If your child doesn't go to college or doesn't need all the 529 funds, perhaps due to scholarships, you have a few options for using your investment. One is to transfer or roll over the 529 account to a new beneficiary. In order for the rollover to be federal tax-free, the new beneficiary must be a member of the original beneficiary's family, such as siblings (including stepsiblings), parents, spouse, children, first cousins, nieces and nephews, and the new beneficiary cannot be in a lower generation than the original beneficiary. You can also name yourself as a beneficiary (assuming you are a family member of the original beneficiary and are in the same generation or an older generation) and use the funds for your own education or training, either in your current career or to begin a new one. This strategy isn't possible, however, for custodial 529 plans — as that beneficiary designation is irrevocable. Qualified individuals can also roll over a 529 into an ABLE account (a tax-advantaged savings account that benefits those who are disabled), subject to ABLE annual contribution limits.
There aren't any distribution deadlines on 529 account assets, so assets can remain in an account to be used later, for example, to fund the beneficiary's qualified expenses for graduate or other schooling.
You may also close the account and take a non-qualified withdrawal. In that case, federal income taxes, state and local income taxes, and the potential additional 10% federal tax on the earnings portion of the withdrawal will apply.
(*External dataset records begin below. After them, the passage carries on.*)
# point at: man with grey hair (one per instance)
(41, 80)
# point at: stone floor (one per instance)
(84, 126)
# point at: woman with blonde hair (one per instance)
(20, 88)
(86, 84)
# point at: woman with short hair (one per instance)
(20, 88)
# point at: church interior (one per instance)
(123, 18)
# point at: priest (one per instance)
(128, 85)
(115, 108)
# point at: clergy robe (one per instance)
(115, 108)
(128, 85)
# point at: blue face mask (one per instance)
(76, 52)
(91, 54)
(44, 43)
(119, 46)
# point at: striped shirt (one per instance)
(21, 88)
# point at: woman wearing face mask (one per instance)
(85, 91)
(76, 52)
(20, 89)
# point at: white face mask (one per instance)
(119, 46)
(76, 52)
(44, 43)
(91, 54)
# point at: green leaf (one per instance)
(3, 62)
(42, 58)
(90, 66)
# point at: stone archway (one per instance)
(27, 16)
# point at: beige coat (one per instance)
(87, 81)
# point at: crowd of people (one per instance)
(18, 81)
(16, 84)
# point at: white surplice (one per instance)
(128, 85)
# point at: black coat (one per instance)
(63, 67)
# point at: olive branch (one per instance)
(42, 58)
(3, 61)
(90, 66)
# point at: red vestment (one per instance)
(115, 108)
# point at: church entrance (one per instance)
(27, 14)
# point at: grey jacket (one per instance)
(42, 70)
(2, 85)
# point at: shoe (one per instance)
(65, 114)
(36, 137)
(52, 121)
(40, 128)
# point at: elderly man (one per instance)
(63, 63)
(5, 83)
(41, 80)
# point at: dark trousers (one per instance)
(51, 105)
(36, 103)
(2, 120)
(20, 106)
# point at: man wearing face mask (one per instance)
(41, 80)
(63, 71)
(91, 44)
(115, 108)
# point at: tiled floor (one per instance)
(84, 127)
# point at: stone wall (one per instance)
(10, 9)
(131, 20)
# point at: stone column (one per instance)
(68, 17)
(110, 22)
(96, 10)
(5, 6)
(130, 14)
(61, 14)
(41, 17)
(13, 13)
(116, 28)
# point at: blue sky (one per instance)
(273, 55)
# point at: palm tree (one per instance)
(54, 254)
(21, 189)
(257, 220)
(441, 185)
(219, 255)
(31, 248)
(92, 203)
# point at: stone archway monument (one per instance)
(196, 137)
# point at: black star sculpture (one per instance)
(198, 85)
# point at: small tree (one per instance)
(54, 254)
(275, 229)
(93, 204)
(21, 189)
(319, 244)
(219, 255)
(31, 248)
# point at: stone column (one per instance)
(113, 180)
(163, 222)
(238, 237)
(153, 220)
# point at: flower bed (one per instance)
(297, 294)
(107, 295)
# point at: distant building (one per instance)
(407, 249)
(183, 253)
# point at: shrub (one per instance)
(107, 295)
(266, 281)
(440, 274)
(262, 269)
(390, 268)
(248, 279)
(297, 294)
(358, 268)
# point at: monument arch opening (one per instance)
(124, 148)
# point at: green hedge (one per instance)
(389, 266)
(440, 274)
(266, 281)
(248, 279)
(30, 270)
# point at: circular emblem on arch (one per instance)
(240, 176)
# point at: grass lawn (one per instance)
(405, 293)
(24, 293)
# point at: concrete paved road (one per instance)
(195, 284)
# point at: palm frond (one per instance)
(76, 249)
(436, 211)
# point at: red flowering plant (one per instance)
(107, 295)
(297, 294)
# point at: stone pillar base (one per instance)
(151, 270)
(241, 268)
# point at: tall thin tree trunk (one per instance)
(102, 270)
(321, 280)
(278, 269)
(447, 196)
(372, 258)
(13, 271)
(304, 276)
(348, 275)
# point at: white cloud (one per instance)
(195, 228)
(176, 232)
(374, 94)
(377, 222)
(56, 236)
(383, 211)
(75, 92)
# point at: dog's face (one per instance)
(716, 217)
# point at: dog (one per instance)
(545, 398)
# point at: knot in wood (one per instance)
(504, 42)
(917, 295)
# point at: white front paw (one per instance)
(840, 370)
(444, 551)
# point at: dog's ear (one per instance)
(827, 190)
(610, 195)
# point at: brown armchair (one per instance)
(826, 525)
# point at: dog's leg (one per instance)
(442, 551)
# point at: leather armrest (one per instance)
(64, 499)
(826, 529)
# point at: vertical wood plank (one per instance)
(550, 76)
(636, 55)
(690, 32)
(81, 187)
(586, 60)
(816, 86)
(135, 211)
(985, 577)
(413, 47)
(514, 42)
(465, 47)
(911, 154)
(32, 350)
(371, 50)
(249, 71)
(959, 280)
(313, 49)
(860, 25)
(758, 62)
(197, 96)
If your child receives a tax-free scholarship, fellowship grant or attends a U.S. military academy, you may withdraw an amount equal to the scholarship/grant (or the costs of advanced education attributable to attendance at the military academy) from the 529 account without having to pay the 10% additional federal tax; you will owe only the federal ordinary income taxes on the earnings portion of the withdrawal. State and local income taxes may also apply. The 10% additional tax also does not apply if the beneficiary dies or becomes disabled.